Gabriel’s own skin is peeling off like a snake (it did make me chuckle that a succession of doctors think carefully and then prescribe hydrocortisone - although I’m surprised there isn’t a Fucidin-S made specially for the condition) and as the quote that opens my review hints, he finds a video which hints at his mother having two families, a draft of a novel which seems to tell of their story and then meets a mid-late teens boy and girl who somehow seem to be the people featured, as well as a man dressed as a deer who lives in the shed and helps out in the garden.
The novel itself contains scripts within the script - extracts from some of these works, which also change each time they are read, alongside others such as a short-story published in Guernica by his ex-girlfriend about a Russian oligarch who finds and buys expensive artworks to masturbate and ejaculate on them.
To be alone after dark in the National Gallery is a privilege –one afforded to friends of higher-level staff and generous benefactors. And Vladislav was now both. And, leaving his assigned assistant in the North Wing with some lesser Dutch work from the seventeenth century, he walked alone, heels clipping the cold and silent gallery floors.
And then he saw her. In the Mond Room. The Virgin in Prayer, by Sassoferrato. She was perfect.
Blue and pink and white like stained glass, or sweet wrappers, and full of her own light in the near-dark room.
Vladislav felt himself growing erect underneath his soft and expensive blue jeans.
At times the narration is very funny, particular the succession of fights our narrator Gabriel provokes then loses (his nephew; a 60 year old female neighbour; an estate agent - and his brother although that one’s more a draw):
We sat in her living room. Her television said: AA: the future of breakdown, today. She turned it off.

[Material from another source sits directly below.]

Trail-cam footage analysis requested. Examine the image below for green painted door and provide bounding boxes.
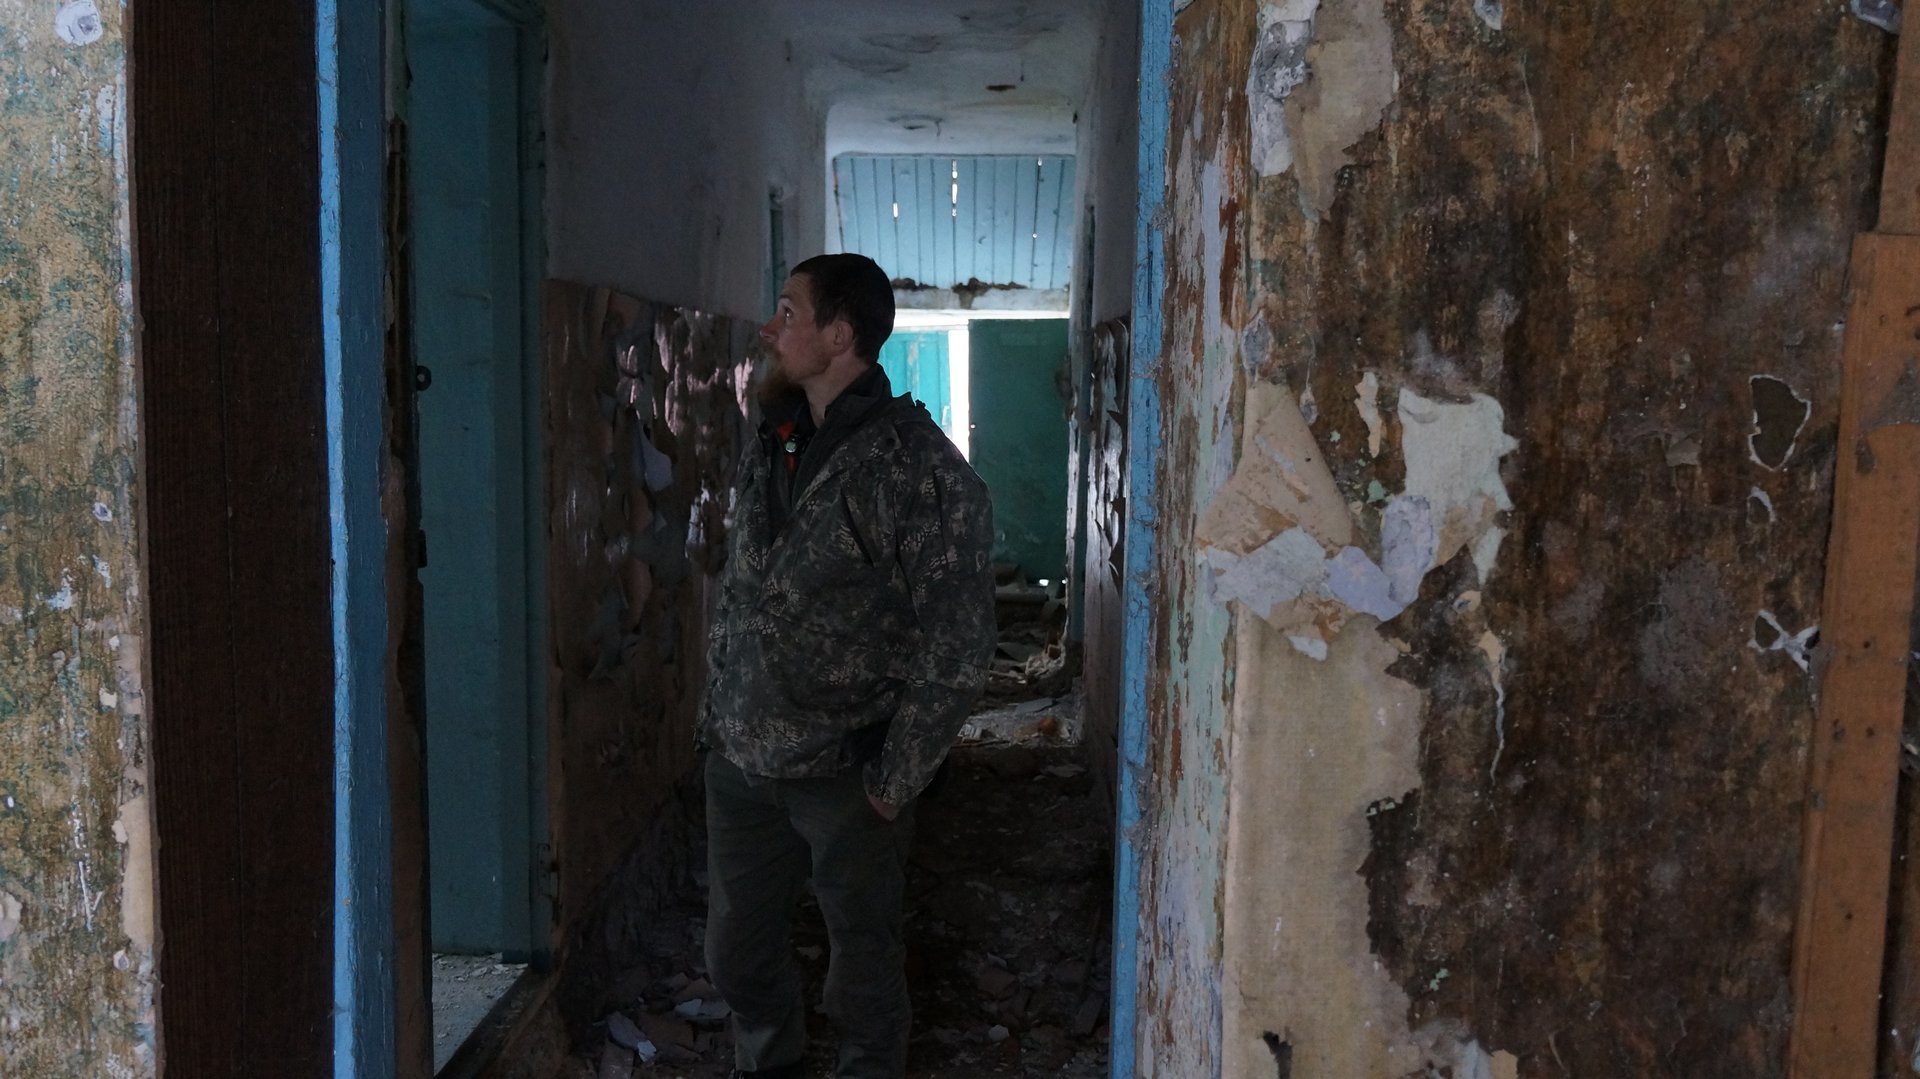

‘I got in a fight with the estate agent,’ I said, pointing at the new cuts and bruising on my face. ‘My brother and his wife are very cross with me.’
‘Are you hurt?’ my grandmother said.
‘Not really. I got some good ones in, too. In the melee,’ I said.
She almost laughed, then made her face stern.
Although at others the humour (see also above) is rather puerile - while this is the character not the narrator I could have done without the frequent use of homophobic and misogynistic slur words - and at one point channels South Park’s Harry and Meghan sketch:
’I think about it whenever I eat Creme Eggs. Or whenever I’m fighting.’
‘No wonder you lose so often,’ my brother said.
He took a bite of the Cornetto and then a drink of the whisky. On television they were swinging a Viking axe against a new dead pig.
‘Are you really going to eat two Cornettos?’ I said. ‘Your brain will freeze.’
‘Yeah,’ said my brother.
‘Can I have some whisky?’ I said.
He said yeah again and passed me the bottle. I drank a little bit from it.
‘I’m sorry, obviously,’ I said.
‘For calling my wife a bitch?’
‘Yeah,’ I said.
‘For repeatedly calling my wife a bitch?’
‘Yeah,’ I said.
‘You’re sorry for what? What?’ he said, miming that he couldn’t hear.
‘For repeatedly calling your bitch wife a bitch,’ I said.
‘Thank you,’ he said.
Overall a quick (despite 300+ pages) and enjoyable read but an odd mix of crude humour with a creative metafictional take on a story of parallel lives, fate and loss.
Thanks to the publisher via Netgalley for the ARC.